For their part, police say they are using new legislation to crack down on the dissemination of such literature and messages.
According to government figures, at least 2,332 people have been arrested across the country in connection with the dissemination of hate material.
“When it comes to hate material, we are working from several angles, with our own police, and with our intelligence agencies … We arrest those who are selling it, the publisher and try and arrest the authors as well,” says Ashraf, the police officer, adding there is now “zero tolerance” for this material.
But for Mehmood, such crackdowns have occurred before, and they are simply not enough.
“Criminal hate speech and anti-religious minority campaigns have not stopped, hate literature is getting published and distributed also – so whatever it is that the provincial and federal governments appear to be doing is temporary and superficial,” she says, citing a February 6 attack on a Hindu temple and an anti-Ahmadi conference held in Karachi in January.
‘It’s a free for all’
Another issue has been one of registering and regulating religious seminaries, or madrassas, as mandated by the NAP. According to the government, there are 22,052 madrassas currently registered in Pakistan, but this is likely a small fraction of the actual figure.
Previous attempts to introduce government regulation over the madrassas and their curriculum, which cater to millions of students, have met with failure, as religious political parties have protested what they see as state interference in religious instruction.
“I think that the state should regulate all sectors – they should work to regulate all organisations, including NGOs, schools, universities and political parties,” says Hanif Jallandhri, general-secretary of the Wifaq-ul-Madaris al-Arabia (WMA), a madrassa board associated with the Deobandi school of thought.
The WMA operates 18,677 schools and caters to 2.3 million students, according to its website. It is just one of five major seminary boards that operate in Pakistan.
“They need to not just target madrassas. Up until now we feel like that is what they are doing.”
For police, however, the problem of unregulated madrassas means that they often have no way of enforcing the state writ within the sensitive confines of sites of religious instruction.
“The issue in Pakistan is that it’s a free for all. There are, for example, a lot of foreign students here illegally,” says Ashraf, adding 254 foreigners have been deported from Lahore.
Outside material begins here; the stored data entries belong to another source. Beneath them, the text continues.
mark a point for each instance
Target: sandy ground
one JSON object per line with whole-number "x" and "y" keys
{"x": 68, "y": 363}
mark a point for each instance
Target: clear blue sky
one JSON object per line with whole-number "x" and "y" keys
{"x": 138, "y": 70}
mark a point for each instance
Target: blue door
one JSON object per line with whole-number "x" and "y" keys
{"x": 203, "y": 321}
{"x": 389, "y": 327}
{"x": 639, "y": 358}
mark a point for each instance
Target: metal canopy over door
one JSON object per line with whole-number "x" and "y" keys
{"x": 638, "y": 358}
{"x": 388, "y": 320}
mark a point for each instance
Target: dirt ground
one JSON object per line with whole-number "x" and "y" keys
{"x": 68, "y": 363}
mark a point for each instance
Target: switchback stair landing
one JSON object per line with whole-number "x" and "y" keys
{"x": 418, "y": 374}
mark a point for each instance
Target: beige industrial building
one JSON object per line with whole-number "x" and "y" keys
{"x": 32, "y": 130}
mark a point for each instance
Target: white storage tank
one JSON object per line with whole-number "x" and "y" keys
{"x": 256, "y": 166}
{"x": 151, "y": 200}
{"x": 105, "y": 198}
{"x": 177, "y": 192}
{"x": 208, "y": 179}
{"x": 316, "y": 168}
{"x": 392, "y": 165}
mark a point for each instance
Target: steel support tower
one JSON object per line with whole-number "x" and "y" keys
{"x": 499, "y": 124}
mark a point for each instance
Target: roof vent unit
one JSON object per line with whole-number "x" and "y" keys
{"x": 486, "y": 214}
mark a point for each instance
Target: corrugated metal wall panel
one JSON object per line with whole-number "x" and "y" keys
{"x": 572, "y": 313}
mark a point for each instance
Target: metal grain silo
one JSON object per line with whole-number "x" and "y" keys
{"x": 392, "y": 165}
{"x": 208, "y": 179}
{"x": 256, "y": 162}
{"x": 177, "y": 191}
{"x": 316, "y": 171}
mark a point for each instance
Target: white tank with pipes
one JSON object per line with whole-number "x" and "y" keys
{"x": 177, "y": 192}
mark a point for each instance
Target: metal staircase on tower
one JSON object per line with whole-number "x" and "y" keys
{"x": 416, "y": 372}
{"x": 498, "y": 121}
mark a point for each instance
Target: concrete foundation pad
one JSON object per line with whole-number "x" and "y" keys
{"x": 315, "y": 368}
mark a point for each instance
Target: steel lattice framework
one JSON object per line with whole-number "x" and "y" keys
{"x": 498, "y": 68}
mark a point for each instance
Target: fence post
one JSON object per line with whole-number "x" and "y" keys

The kinetic reaction of the state has been clear in the almost two months since the Peshawar school attack, but analysts are now concerned about whether gains made through arrests, interrogations or other police operations can be consolidated.
“Can the momentum be sustained? I think the will is there but I am sceptical about the capacity, not because people are stupid but because [state] organisations can and do suffer from bounded rationality,” says Ejaz Haider, a Lahore-based security analyst and journalist.
“That is where Pakistan needs solid political leadership and direction. So far, that is not in evidence.”